We can add the sepevents option to request that the estimated survivor function for each event be displayed on a separate graph.
If we wish to compare the survival curve of an average person with diabetes across different communities, we can specify multiple values for community using the at() option and specify the event value label “Diabetes” in the events() option.
. stcurve, survival at(community=(1 2 3 4)) events("Diabetes") note: function evaluated at specified values of selected covariates and overall means of other covariates (if any) for specified event.
The above survival curves show that an average person in Forsyth (blue line) and one in Minneapolis (green line) have a similar higher risk of developing diabetes, whereas an average person in Washington (yellow line) and one in Jackson (red line) have a lower risk of developing diabetes.
ASSESSING OVERALL MODEL FIT WITH GOODNESS-OF-FIT PLOTS
We can use the estat gofplot command to produce the event-specific goodness-of-fit plots and visually assess the overall model fit. estat gofplot calculates an empirical estimate of the cumulative hazard function based on the Cox–Snell-like residuals for each event and plots the resulting cumulative hazard rate against the residuals themselves. If the model fits the data, those plots are expected to remain close to the reference line.
. estat gofplot
By default, estat gofplot displays all event-specific goodness-of-fit plots as subgraphs within a single graph. The plot on the left indicates that the marginal Cox proportional hazards model fits the data well for diabetes. The plot on the right suggests that the marginal Cox model fits the data mostly well for hypertension, except for the tail, which deviates from the reference line because of an outlier.

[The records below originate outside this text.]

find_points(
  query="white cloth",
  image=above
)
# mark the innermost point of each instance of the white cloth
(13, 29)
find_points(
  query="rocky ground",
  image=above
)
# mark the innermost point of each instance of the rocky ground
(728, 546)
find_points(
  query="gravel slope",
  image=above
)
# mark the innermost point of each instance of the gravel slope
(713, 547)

FITTING A MODEL TO MULTIPLE-RECORD-PER-EVENT INTERVAL-CENSORED DATA
Interval-censored data can also be recorded in multiple-record-per-event format. In this format, each event for a subject may contain multiple records with multiple examination times and potential TVCs at each examination time. Here we use an extended version of the previous dataset. It contains all the baseline covariates as well as four time-varying covariates: bmi, glucose, sysbp, and diabp. It also records the examination time (time) and whether the event occurred since the last examination (status). Here is a subset of this dataset for subjects 91 and 92:
. webuse aric2 (Simulated ARIC data with time-varying variables) . format bmi glucose %6.2f . list id event time status bmi-diabp if id==91 | id==92, sepby(id) noobs
We use stmgintcox to fit a marginal Cox proportional hazards model in which the times to onset of events (diabetes and hypertension) depend on baseline covariates age, male, community, and race and TVCs bmi, glucose, sysbp, and diabp. In a multiple-record-per-event format, we must specify the id(), event(), time(), and status() options. We also include the detail option to get detailed censoring information for each event.

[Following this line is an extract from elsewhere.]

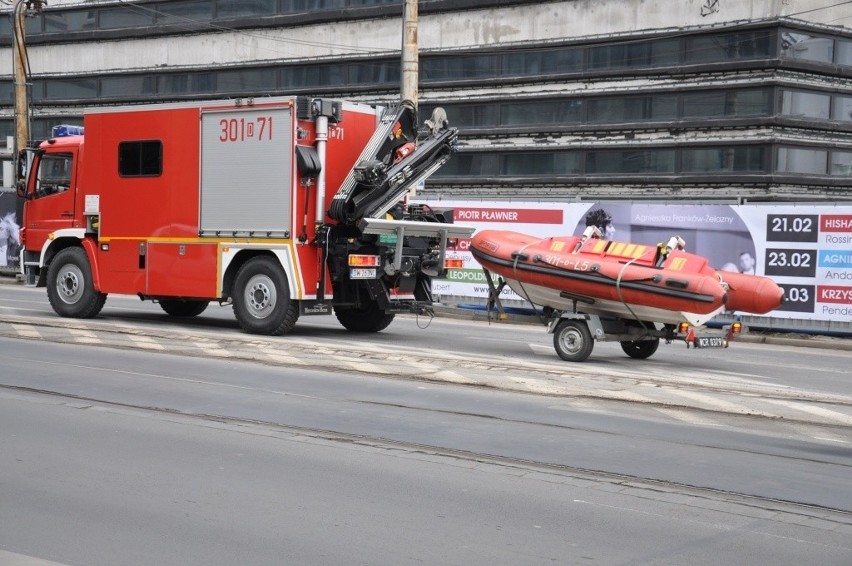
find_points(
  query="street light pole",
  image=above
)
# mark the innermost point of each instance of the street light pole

. stmgintcox age i.male i.community i.race bmi glucose sysbp diabp, id(id) event(event) time(time) status(status) detail nolog note: time-varying covariates detected in the data; using method nearleft to impute their values between examination times. note: using adaptive step size to compute derivatives. Marginal interval-censored Cox regression Number of events = 2 Baseline hazard: Reduced intervals Number of subjects = 200 Number of obs = 830 ID variable: id Uncensored = 0 Event variable: event Left-censored = 47 Examination time: time Right-censored = 240 Status indicator: status Interval-cens. = 113 Wald chi2(20) = 13197.36 Log pseudolikelihood = -264.77802 Prob > chi2 = 0.0000
Time varying: bmi glucose sysbp diabp Note: Standard error estimates may be more variable for small datasets and datasets with low proportions of interval-censored observations.
After accounting for time-varying risk factors, we see that elevated glucose levels, a higher body mass index, and elevated systolic blood pressure are associated with an increased risk of diabetes onset. Race White is associated with a lower risk of developing diabetes. Also, elevated systolic and diastolic blood pressure levels are associated with a higher risk of developing hypertension.